Conceptual Design

Steps to create a Data Mart

Dimensional Model

Components

  • FACT table: Primary table where numeric performance measures for a business process are stored
    • Composite PK from many FKs
    • Facts/measures: A business measure (numeric, additive)
  • Dimensional tables
    • contains textual description of business
    • many, many, many dimensional attributes
    • used to specify query constraints

Designing an Individual Dimensional Model

Step 1: Choose the Business Process to Model

  • Almost always something to do with the "Sales" and/or "Productivity"
    • Retail
    • Healthcare
    • Insurance
    • Telecoms
  • Motivated using $$$$ saved (or gained)

Step 2: Declare the Gain

  • Answer question: "How do you describe a single row in the fact table"
  • General guiding principle:
    • we choose the lowest meaningful (and feasible) grain of each dimension
  • Why:
    • we want to see all those details
    • we can always aggregate (sum, count, average) later

Step 3: Choose the Dimensions

  • Answer question: "How does the business describe the data that results from the business process?"
  • This is determined by grain of fact table
  • add all possibly relevant dimensions and many, many descriptive attribute values

Step 4: Choose the Facts/Measures

  • Answer question: "What are we measuring?"
  • Specific to grain of fact table
  • Store additive values
  • Percentages and ratios, also store numerator + denominator

Types of Dimensions

  • Causal: promotion, contract, deal
  • Degenerate: ticket number, order number
  • Status: account status, shipment status
  • Audit: data quality and record lineage
  • Junk: indicators and flags
  • role-playing: one dimension acting in many "views" of the data

Role-playing dimensions

  • keys with different roles showing the same data
  • you can implement a role-playing dimension using a SQL View

Modelling multiple units of measure

To make sure there is no confusion, we have units of measure in the data schema design. For example if a product has a length field, then we also store a length-unit field.

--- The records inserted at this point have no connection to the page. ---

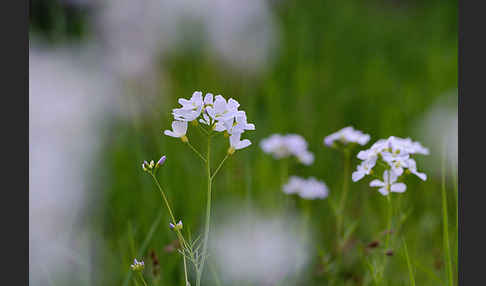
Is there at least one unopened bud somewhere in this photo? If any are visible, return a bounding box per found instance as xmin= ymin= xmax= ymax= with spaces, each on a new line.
xmin=156 ymin=155 xmax=166 ymax=167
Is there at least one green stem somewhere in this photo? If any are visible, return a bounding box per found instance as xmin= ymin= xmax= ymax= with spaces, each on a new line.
xmin=197 ymin=136 xmax=212 ymax=286
xmin=149 ymin=174 xmax=190 ymax=286
xmin=211 ymin=153 xmax=229 ymax=180
xmin=137 ymin=272 xmax=148 ymax=286
xmin=336 ymin=150 xmax=351 ymax=248
xmin=385 ymin=193 xmax=393 ymax=251
xmin=402 ymin=238 xmax=416 ymax=286
xmin=186 ymin=141 xmax=207 ymax=163
xmin=441 ymin=144 xmax=454 ymax=286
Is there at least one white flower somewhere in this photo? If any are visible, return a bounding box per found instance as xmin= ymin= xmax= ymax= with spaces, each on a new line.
xmin=352 ymin=158 xmax=376 ymax=182
xmin=164 ymin=121 xmax=188 ymax=141
xmin=324 ymin=126 xmax=370 ymax=147
xmin=206 ymin=95 xmax=240 ymax=123
xmin=282 ymin=176 xmax=329 ymax=200
xmin=299 ymin=177 xmax=329 ymax=199
xmin=228 ymin=132 xmax=251 ymax=154
xmin=260 ymin=134 xmax=292 ymax=158
xmin=369 ymin=170 xmax=406 ymax=196
xmin=130 ymin=258 xmax=145 ymax=271
xmin=260 ymin=134 xmax=314 ymax=165
xmin=199 ymin=93 xmax=216 ymax=125
xmin=283 ymin=176 xmax=305 ymax=194
xmin=387 ymin=136 xmax=430 ymax=155
xmin=381 ymin=150 xmax=410 ymax=176
xmin=224 ymin=110 xmax=256 ymax=135
xmin=296 ymin=150 xmax=314 ymax=166
xmin=406 ymin=158 xmax=427 ymax=181
xmin=172 ymin=91 xmax=204 ymax=122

We could also design our schema to store the length in all units of measure, so a length-cm field or length-inches.

Modelling multiple currencies

We keep a local currency price as well as a field for equivalent currencies in our schema.

When do we measure the conversation rate?

We convert the local currency based on where the data mart is located. We would use the data mart's local time.

Modelling many-to-many Dimensions

  • 0, 1 M: exact number unknown before creating dimensional model
  • use a bridge entity
  • useful for easy querying
  • dimensional model won't be a star anymore
  • use with caution
  • implemented during data staging

Monster Dimension

A monster dimension changes frequently, leading to an excessive number of rows.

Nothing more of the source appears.